Kenalactams A-E, Polyene Macrolactams Isolated from Nocardiopsis CG3

  • J Nat Prod. 2019 May 24;82(5):1081-1088. doi: 10.1021/acs.jnatprod.8b00708.
Omar Messaoudi  1  2  3 Enge Sudarman  4  5 Mourad Bendahou  2 Rolf Jansen  4  5 Marc Stadler  4  5 Joachim Wink  1  5
Affiliations
  • 1. Microbial Strain Collection , Helmholtz Centre for Infection Research GmbH (HZI) , Inhoffenstrasse 7 , 38124 Braunschweig , Germany.
  • 2. Laboratory of Applied Microbiology in Food and Environment , Abou bekr Belkaïd University , Tlemcen , Algeria.
  • 3. Department of Biology, Faculty of Science , University of Amar Telidji , Laghouat , Algeria.
  • 4. Department Microbial Drugs , Helmholtz Centre for Infection Research GmbH (HZI) , Inhoffenstrasse 7 , 38124 Braunschweig , Germany.
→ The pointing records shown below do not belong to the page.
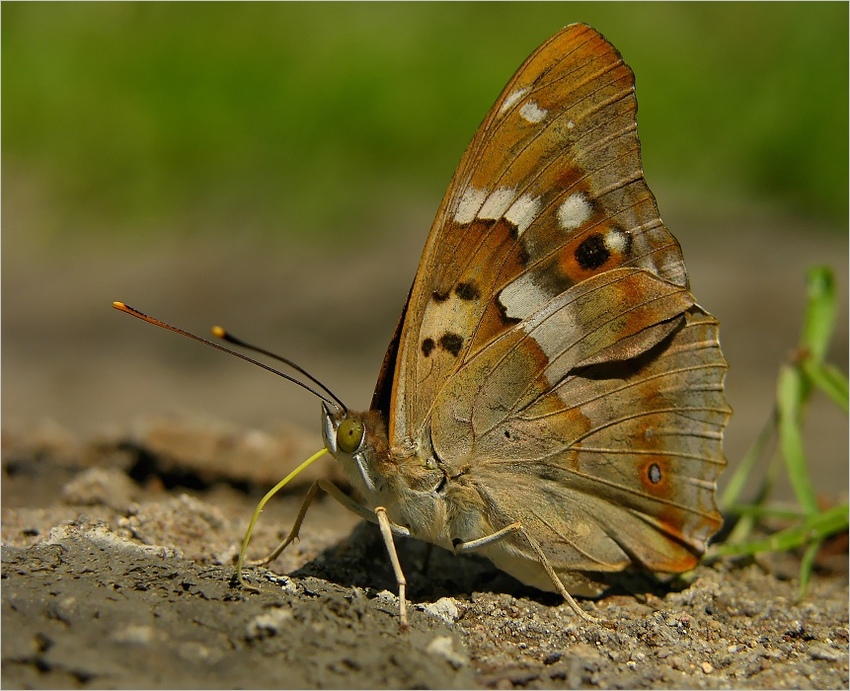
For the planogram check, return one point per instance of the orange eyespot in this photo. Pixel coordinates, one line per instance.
(349, 434)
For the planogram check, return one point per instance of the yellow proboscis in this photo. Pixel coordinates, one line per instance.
(274, 490)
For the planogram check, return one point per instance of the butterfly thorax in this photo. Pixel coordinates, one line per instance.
(433, 500)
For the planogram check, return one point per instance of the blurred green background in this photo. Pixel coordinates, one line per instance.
(276, 167)
(150, 120)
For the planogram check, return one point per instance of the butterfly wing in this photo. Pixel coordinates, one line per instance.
(549, 192)
(550, 345)
(607, 448)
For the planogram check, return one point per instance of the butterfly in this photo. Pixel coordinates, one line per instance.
(552, 398)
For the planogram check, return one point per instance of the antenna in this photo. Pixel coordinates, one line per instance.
(325, 394)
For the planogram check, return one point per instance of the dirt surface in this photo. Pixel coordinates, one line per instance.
(124, 580)
(122, 518)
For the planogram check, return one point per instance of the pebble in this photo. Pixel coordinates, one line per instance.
(268, 623)
(444, 608)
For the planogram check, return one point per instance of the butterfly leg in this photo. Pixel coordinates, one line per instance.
(335, 492)
(541, 557)
(386, 526)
  • 5. German Centre for Infection Research Association (DZIF) , Partner site Hannover-Braunschweig, Inhoffenstrasse 7 , 38124 Braunschweig , Germany.
Abstract

In our screening program for new biologically active secondary metabolites, a new strain, Nocardiopsis CG3 (DSM 106572), isolated from the saltpan of Kenadsa, was found to produce five new polyene macrolactams, the kenalactams A-E (1-5). Their structures were elucidated by spectral methods (NMR and HRESIMS), and the absolute configuration was derived by chemical derivatization (Mosher's method). Through a feeding experiment, alanine was proven to be the nitrogen-bearing starter unit involved in biosynthesis of the polyketide kenalactam A (1). Kenalactam E (5) was cytotoxic against human prostate Cancer PC-3 cells with an IC50 value of 2.1 μM.